Multiple Imputation Through Statistical Learning

Deng, Yongshi

Multiple Imputation Through Statistical Learning

Degree Grantor

The University of Auckland

Abstract

Multiple imputation (MI) is becoming increasingly popular for handling missing data. However, some conventional MI methods have limitations when processing large datasets with complex data structures. Their imputation performances usually rely on proper specification of imputation models, which requires expert knowledge of the inherent relations among variables. Moreover, these standard approaches tend to be computationally inefficient for medium and large datasets. This thesis presents an in-depth exploration of applying machine learning to tackle the challenge of missing data in large datasets.
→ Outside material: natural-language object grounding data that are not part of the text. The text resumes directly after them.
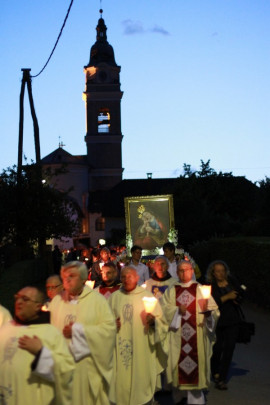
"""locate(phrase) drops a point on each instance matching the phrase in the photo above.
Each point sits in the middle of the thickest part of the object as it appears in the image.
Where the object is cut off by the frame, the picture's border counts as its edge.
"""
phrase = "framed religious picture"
(149, 219)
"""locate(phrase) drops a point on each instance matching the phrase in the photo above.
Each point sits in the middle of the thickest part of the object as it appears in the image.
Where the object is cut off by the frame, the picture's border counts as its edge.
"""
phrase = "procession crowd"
(118, 331)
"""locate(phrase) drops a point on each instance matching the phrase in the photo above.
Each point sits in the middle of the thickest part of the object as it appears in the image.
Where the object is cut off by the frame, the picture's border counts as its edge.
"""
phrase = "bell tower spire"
(102, 97)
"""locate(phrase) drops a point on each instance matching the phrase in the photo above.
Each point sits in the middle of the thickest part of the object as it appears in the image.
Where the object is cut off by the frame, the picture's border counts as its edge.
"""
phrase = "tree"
(34, 211)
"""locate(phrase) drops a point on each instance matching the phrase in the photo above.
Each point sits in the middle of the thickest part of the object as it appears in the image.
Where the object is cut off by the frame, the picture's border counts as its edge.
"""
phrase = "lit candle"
(149, 304)
(206, 291)
(90, 283)
(44, 308)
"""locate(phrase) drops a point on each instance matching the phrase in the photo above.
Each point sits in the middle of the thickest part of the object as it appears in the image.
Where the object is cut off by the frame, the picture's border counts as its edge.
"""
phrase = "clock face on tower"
(102, 76)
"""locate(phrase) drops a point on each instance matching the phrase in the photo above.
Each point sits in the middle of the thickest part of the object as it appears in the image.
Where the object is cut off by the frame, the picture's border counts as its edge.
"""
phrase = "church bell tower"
(103, 114)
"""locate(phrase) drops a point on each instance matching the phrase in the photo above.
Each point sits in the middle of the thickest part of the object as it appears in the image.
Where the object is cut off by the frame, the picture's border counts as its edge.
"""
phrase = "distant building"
(101, 168)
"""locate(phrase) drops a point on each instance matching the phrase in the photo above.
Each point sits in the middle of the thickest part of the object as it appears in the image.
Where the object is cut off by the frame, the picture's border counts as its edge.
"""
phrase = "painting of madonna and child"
(149, 220)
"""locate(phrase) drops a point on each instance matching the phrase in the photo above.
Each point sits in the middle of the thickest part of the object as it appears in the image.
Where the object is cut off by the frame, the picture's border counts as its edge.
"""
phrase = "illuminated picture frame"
(149, 220)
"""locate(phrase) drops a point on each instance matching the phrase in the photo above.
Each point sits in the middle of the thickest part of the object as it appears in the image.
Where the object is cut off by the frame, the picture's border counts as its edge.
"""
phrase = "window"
(104, 120)
(100, 224)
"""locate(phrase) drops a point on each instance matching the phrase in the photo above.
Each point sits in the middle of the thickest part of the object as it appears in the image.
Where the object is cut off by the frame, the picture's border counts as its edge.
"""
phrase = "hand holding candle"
(149, 304)
(206, 293)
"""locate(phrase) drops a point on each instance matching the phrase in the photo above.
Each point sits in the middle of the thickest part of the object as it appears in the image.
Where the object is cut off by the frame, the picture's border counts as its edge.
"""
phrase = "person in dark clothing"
(97, 266)
(57, 259)
(226, 292)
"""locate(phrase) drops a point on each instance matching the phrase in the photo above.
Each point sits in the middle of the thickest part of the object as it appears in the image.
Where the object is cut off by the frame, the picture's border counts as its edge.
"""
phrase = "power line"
(55, 45)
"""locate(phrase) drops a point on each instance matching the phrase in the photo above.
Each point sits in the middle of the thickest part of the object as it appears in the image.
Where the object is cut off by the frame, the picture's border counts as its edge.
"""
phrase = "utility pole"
(26, 80)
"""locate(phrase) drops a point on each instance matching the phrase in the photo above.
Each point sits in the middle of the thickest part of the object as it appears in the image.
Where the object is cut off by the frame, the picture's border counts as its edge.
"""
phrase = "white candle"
(90, 283)
(149, 304)
(206, 291)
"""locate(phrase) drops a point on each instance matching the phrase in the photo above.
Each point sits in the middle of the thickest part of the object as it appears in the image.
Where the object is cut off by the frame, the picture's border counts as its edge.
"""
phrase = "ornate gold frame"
(161, 206)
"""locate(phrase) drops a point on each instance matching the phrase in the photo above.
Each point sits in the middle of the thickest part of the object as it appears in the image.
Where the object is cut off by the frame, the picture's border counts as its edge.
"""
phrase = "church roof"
(61, 156)
(101, 51)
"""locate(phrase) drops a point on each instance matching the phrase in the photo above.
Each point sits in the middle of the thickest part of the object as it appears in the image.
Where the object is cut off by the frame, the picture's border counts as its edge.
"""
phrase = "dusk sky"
(195, 76)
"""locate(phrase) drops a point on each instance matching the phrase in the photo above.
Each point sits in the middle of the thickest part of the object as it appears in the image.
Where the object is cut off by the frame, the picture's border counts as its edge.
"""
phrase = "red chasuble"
(188, 361)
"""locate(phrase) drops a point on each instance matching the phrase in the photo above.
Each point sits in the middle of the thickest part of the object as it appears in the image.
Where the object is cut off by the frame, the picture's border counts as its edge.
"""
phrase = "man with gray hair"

It focuses on developing automated and scalable MI procedures by leveraging advanced machine learning algorithms and incorporating statistical techniques to improve their imputation performance, while achieving computational efficiency. The key contributions of this thesis are the development of three R packages: mixgb, miae and vismi. We propose mixgb, which is based on XGBoost, and utilises subsampling, and predictive mean matching (PMM). We demonstrate that mixgb has superior performance as an automated MI procedure, and that it is notably more time-efficient in imputing large datasets compared to other MI methods that are based on fully conditional specification (FCS). We present an autoencoder-based MI implementation miae, which has a computational edge over FCS-based methods. Our evaluation reveals how various hyperparameter settings impact imputation performance, identifying specific challenges associated with applying autoencoders to MI. We propose several strategies to improve its imputation performance, such as using random sampling as the initial imputation method and adjusting the variance of the weight initialisation for training stability. We have also developed vismi, a visual diagnostic toolkit for MI, providing a wide range of functions for inspecting the distributional discrepancy between the observed and imputed data, as well as for overimputation diagnostics.